Dix-sept années s’étaient écoulées depuis que la famille, enfin réconciliée, vivait au grand complet en Egypte. Et voilà les frères à nouveau rattrapés par le poids de leur culpabilité passée et son terrible cortège de remords, de méfiance et de peur, peur de la vengeance humaine, peur de la justice divine. Après la vente de Joseph, ils avaient pensé pouvoir s’en sortir avec un mensonge vis-à-vis de leur père et ainsi tirer un trait sur leur passé ; mais, il ne suffit pas de refouler sa culpabilité pour en être débarrassé.

Nous savons à quel point déjà, la seule peur ou le regret profond de n’avoir pas su éviter ce qui a pu causer du mal autour de nous, est pesant. Mais, quand il s’agit d’actes ou de paroles délibérés, se réconcilier avec soi-même est encore plus difficile que la réconciliation avec les intéressés, même si les autres ont aussi leur part de tort. Comme moi, vous avez entendu cette phrase : Je ne me le pardonnerai jamais.
Encore une vingtaine d’années plus tard les frères sont assaillis par la peur d’une vengeance possible, au point d’éviter une rencontre personnelle avec leur frère, finalement, malgré les assurances réitérées de pardon de Joseph, de se proposer comme esclaves, et encore en s’abritant derrière le Dieu de leur père.
Qu’il est difficile de faire 100 % confiance au pardon des autres, même au pardon de Dieu.

Certes nous connaissons nos propres fragilités et versatilités possibles, mais ne les laissons pas ternir le pardon que Dieu nous offre de recevoir et de donner.
Depuis les premières retrouvailles des frères jusqu’à la mort de leur père le récit de la Genèse nous met en présence d’un Dieu qui veut aider, redresser, délivrer, guérir, restaurer les relations, rassembler, insuffler sa vie à nos pensées, à nos sentiments, à notre volonté, qui veut libérer la parole pour que nous puissions nous parler, et, « en » parler, à savoir, de tout ce qui se dresse entre nous, afin de pouvoir continuer ensemble. Ensemble entre nous, ensemble avec lui, enrichis d’expériences douloureuses, mais mûris pour aller de l’avant.

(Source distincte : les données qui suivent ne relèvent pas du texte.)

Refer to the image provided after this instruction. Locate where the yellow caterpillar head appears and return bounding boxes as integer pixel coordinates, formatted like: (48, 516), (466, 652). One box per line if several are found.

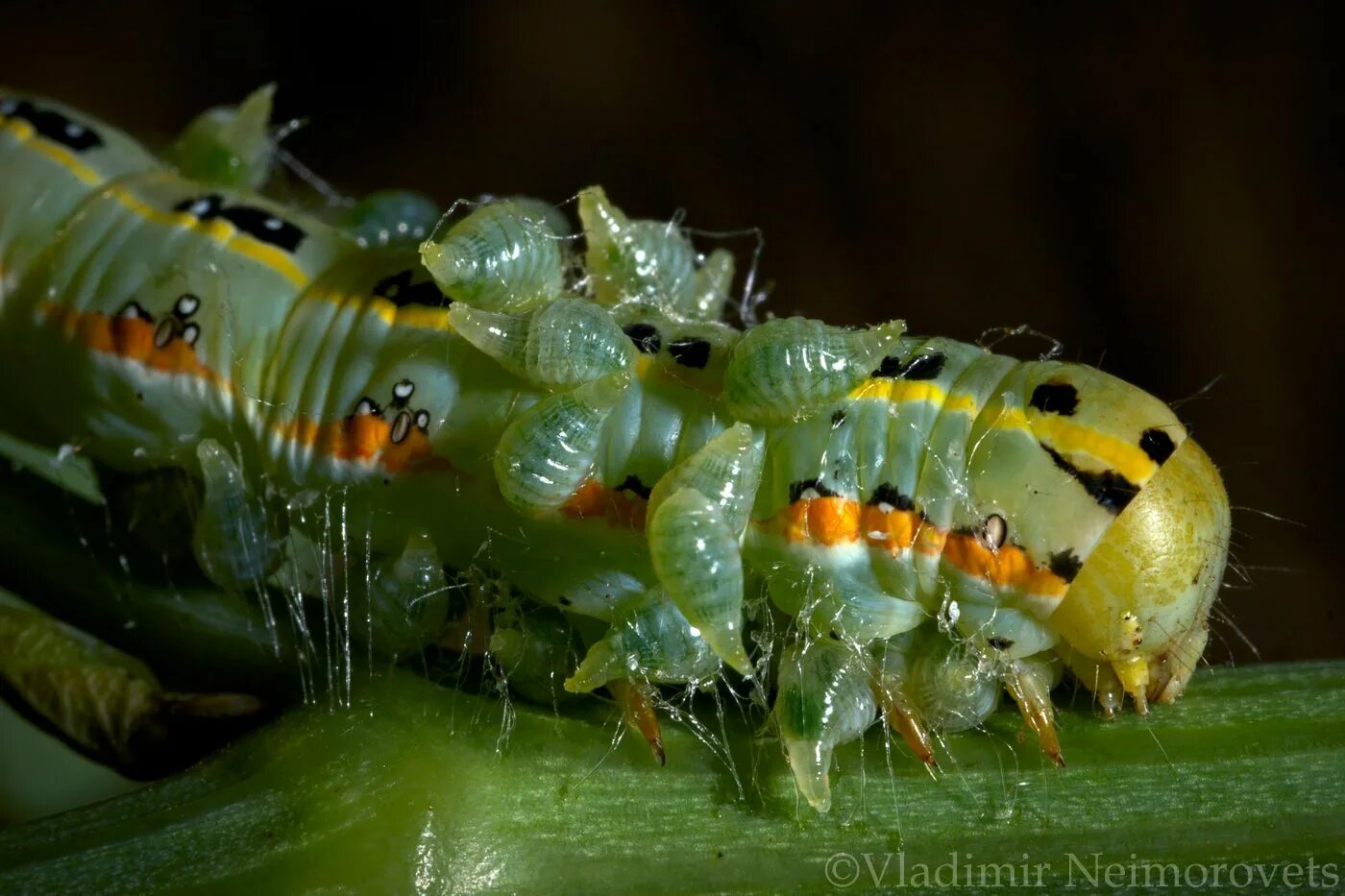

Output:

Si Joseph peut « parler cœur à cœur » avec ses frères, c’est qu’il a accepté de se soumettre à l’autorité de Dieu, à la placer au-dessus de son propre drame que constituait l’accumulation d’injustices et d’humiliations subies. Car, ce n’est guère plus facile pour la victime que pour ses agresseurs.
Tout comme ses frères, Joseph a dû affronter un long parcours de guérison intérieure. Après treize années d’emprisonnement injustifié à la suite de calomnies odieuses, de rejet, d’humiliations, il se découvre tiraillé entre l’émergence du lien avec le clan familial, d’un côté, l’envie de vengeance et le poison de la méfiance, de l’autre.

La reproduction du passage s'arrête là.